Avenir institutionnel. Les élections provinciales doivent-elles être maintenues au plus tard le 15 décembre ?

Urne - Image d'archives.
Les élections provinciales devraient-elles être maintenues ou reportées ? Une question qui s'est à nouveau posée, ce week-end, à différents partis politiques : Construire Autrement, le Palika et Calédonie ensemble. Que dit la loi, dans le contexte insurrectionnel calédonien et une scène politique nationale sans majorité forte ?

Fin janvier 2024, Prisca Thévenot, porte-parole du gouvernement, annonçait la décision de l'éxécutif d’un report des élections provinciales de mai au 15 décembre 2024.

Un premier report des provinciales acté

C'est le premier report des élections provinciales calédoniennes acté par les parlementaires :

Des doutes exprimés sur la tenue de ce calendrier

Avant la dissolution de l'Assemblée nationale, des sénateurs avaient émis des doutes quant à la tenue des provinciales à la date du 15 décembre. La sénatrice socialiste Corinne Narassiguin jugeait "le mois de décembre bien trop proche et avait proposé de repousser les provinciales, au plus tard, au 30 novembre 2025. Un an de plus, afin de laisser le plus de temps possible à la recherche d'un consensus entre les politiques calédoniens et l'Etat." 

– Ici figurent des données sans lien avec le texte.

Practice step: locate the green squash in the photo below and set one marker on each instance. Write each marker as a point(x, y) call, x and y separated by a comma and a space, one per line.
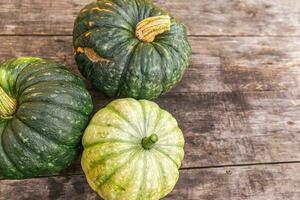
point(130, 48)
point(132, 150)
point(43, 111)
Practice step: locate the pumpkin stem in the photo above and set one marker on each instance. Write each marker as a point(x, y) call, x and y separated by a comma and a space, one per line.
point(147, 29)
point(8, 105)
point(149, 142)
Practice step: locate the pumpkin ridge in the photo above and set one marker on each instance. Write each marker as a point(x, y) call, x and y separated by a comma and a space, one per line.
point(167, 156)
point(42, 135)
point(114, 110)
point(161, 173)
point(17, 79)
point(121, 14)
point(107, 178)
point(57, 82)
point(116, 127)
point(6, 154)
point(19, 141)
point(109, 156)
point(108, 141)
point(50, 138)
point(20, 92)
point(146, 121)
point(162, 66)
point(60, 105)
point(125, 69)
point(169, 130)
point(61, 118)
point(143, 177)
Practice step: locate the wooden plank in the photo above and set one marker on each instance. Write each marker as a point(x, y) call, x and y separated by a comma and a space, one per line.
point(205, 17)
point(228, 117)
point(221, 64)
point(271, 182)
point(232, 128)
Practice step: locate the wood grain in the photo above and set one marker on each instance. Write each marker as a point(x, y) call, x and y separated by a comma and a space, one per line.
point(222, 64)
point(260, 182)
point(237, 104)
point(232, 128)
point(205, 17)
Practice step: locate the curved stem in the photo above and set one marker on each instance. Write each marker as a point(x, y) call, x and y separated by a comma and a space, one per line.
point(149, 142)
point(8, 105)
point(149, 28)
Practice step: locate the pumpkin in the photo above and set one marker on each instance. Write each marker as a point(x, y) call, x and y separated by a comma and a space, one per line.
point(44, 110)
point(132, 150)
point(130, 48)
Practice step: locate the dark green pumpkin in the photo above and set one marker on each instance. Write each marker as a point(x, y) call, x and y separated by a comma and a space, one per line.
point(43, 111)
point(130, 48)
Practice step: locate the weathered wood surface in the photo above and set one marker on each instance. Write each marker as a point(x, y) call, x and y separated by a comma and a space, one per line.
point(221, 64)
point(261, 182)
point(205, 17)
point(238, 104)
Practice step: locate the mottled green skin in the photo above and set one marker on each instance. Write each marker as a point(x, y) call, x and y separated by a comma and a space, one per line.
point(114, 161)
point(43, 136)
point(137, 69)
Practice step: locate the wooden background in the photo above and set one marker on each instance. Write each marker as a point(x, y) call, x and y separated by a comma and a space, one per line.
point(238, 103)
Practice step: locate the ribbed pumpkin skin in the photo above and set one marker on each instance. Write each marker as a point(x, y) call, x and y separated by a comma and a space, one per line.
point(115, 163)
point(43, 136)
point(130, 67)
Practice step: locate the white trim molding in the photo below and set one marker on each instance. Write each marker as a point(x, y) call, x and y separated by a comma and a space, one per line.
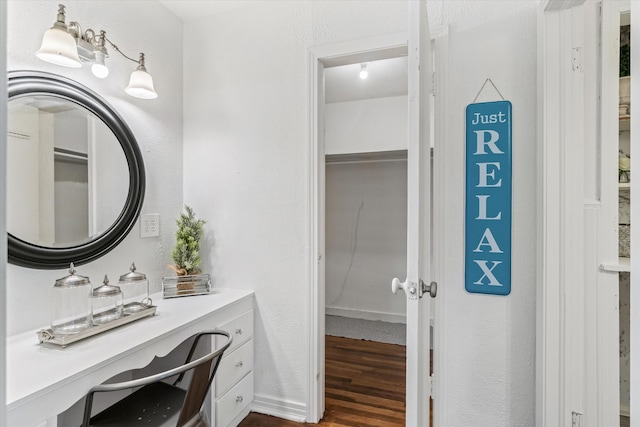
point(281, 408)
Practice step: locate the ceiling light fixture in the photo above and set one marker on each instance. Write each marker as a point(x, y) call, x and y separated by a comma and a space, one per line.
point(364, 73)
point(69, 46)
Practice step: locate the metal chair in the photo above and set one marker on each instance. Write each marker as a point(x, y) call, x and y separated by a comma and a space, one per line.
point(159, 403)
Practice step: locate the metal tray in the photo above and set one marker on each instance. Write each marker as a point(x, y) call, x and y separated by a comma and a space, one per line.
point(47, 335)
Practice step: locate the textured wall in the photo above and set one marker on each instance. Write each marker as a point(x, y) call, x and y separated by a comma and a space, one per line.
point(246, 156)
point(489, 365)
point(366, 239)
point(134, 26)
point(362, 126)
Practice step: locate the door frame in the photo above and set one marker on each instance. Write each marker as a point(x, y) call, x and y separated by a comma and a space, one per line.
point(3, 203)
point(576, 300)
point(349, 52)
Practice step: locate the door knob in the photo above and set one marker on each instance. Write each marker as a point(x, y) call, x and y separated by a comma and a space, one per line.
point(431, 288)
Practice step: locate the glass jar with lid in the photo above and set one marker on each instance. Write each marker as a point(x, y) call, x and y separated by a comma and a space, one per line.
point(135, 288)
point(71, 304)
point(107, 303)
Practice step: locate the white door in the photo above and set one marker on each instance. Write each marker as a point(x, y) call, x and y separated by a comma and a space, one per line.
point(418, 220)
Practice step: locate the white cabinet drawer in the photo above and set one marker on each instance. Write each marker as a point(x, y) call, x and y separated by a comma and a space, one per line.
point(233, 367)
point(234, 401)
point(240, 328)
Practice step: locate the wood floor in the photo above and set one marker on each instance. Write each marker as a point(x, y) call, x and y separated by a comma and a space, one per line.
point(365, 386)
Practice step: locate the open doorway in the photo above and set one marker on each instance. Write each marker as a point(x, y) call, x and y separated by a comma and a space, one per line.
point(365, 240)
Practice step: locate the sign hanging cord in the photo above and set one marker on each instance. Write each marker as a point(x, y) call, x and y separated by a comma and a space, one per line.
point(483, 85)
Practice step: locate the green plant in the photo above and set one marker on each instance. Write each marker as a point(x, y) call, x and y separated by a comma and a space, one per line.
point(186, 253)
point(625, 50)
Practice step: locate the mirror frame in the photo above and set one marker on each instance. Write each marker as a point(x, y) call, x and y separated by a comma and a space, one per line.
point(25, 254)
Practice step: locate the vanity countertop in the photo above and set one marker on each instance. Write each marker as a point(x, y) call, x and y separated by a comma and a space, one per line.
point(51, 375)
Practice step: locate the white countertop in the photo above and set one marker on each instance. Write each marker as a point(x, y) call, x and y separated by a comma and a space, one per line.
point(36, 371)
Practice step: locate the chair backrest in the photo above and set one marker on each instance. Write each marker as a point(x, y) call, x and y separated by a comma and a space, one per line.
point(204, 369)
point(201, 380)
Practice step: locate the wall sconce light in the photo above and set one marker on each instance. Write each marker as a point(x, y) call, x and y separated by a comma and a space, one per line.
point(69, 46)
point(364, 73)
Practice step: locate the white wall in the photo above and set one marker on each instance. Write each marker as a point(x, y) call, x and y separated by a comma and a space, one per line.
point(3, 205)
point(489, 363)
point(369, 125)
point(246, 155)
point(135, 26)
point(366, 216)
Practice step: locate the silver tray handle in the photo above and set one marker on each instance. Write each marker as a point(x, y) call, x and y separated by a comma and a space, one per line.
point(45, 335)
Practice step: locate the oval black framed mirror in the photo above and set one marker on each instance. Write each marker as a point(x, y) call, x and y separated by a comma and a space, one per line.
point(75, 174)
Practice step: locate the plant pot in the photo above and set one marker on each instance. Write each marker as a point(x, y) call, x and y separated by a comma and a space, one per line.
point(625, 92)
point(177, 286)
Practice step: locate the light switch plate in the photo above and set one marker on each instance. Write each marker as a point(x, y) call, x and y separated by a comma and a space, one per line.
point(149, 225)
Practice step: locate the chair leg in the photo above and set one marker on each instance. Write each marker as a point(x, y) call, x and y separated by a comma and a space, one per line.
point(87, 410)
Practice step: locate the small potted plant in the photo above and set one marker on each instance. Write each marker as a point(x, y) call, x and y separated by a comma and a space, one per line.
point(186, 253)
point(625, 70)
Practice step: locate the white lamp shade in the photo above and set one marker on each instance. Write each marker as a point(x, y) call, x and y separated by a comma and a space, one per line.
point(141, 85)
point(59, 47)
point(99, 69)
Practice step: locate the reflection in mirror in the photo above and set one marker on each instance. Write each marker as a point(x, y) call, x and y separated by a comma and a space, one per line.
point(67, 175)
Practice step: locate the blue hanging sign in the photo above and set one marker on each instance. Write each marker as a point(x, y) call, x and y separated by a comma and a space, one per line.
point(488, 198)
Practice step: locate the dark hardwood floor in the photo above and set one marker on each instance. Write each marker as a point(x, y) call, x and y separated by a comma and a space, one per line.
point(365, 386)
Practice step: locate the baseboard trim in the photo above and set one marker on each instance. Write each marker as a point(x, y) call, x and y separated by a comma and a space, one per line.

Ce serait une prouesse de réussir à organiser les provinciales pour le 15 décembre.

Philippe Bas (LR), président de la commission des lois du Sénat

La crise insurectionnelle calédonienne

Les émeutes du 13 mai dernier et les conséquences catastrophiques sur le plan social, sanitaire et économique ont bouleversé les priorités des Calédoniens. A l'insurrection contre le dégel du corps électoral, s'est superposé le séisme politique national avec la dissolution de l'Assemblée nationale du 9 juin et les législatives anticipées.

Résultat : un gouvernement central aux affaires courantes, sans majorité à quelques jours des Jeux Olympiques de Paris 2024, qui inaugureraient "une trêve politique" souhaitée par le président de la République. Le dossier calédonien semble bien loin des préoccupations nationales. 

Comment ces événements rebattent-ils les cartes du jeu politique ? Quel est le positionnement des partis calédoniens ?

  • Construire Autrement. Ce 19 juillet, lors d'une causerie à la librairie Calédo livres, le président du mouvement Joël Kasarhérou a plaidé pour le maintien des provinciales. Il est accablé par la situation catastrophique de la Nouvelle-Calédonie. Il appelle les élus politiques à "une prise de conscience rapide, via une politique budgétaire, et aussi du côté de Paris, via une politique monétaire pour répondre à l'urgence alimentaire, sanitaire et économique."

Il y a une fenêtre de tir jusqu'au 15 décembre pendant laquelle on peut organiser les [élections] provinciales. Faisons un gouvernement très resserré, avec un mandat de moins de deux ans, où il aura cent jours pour réformer de manière structurelle. 

Joël Kasarhérou

A lire aussi : “On est face à une urgence alimentaire, pratiquement une urgence humanitaire”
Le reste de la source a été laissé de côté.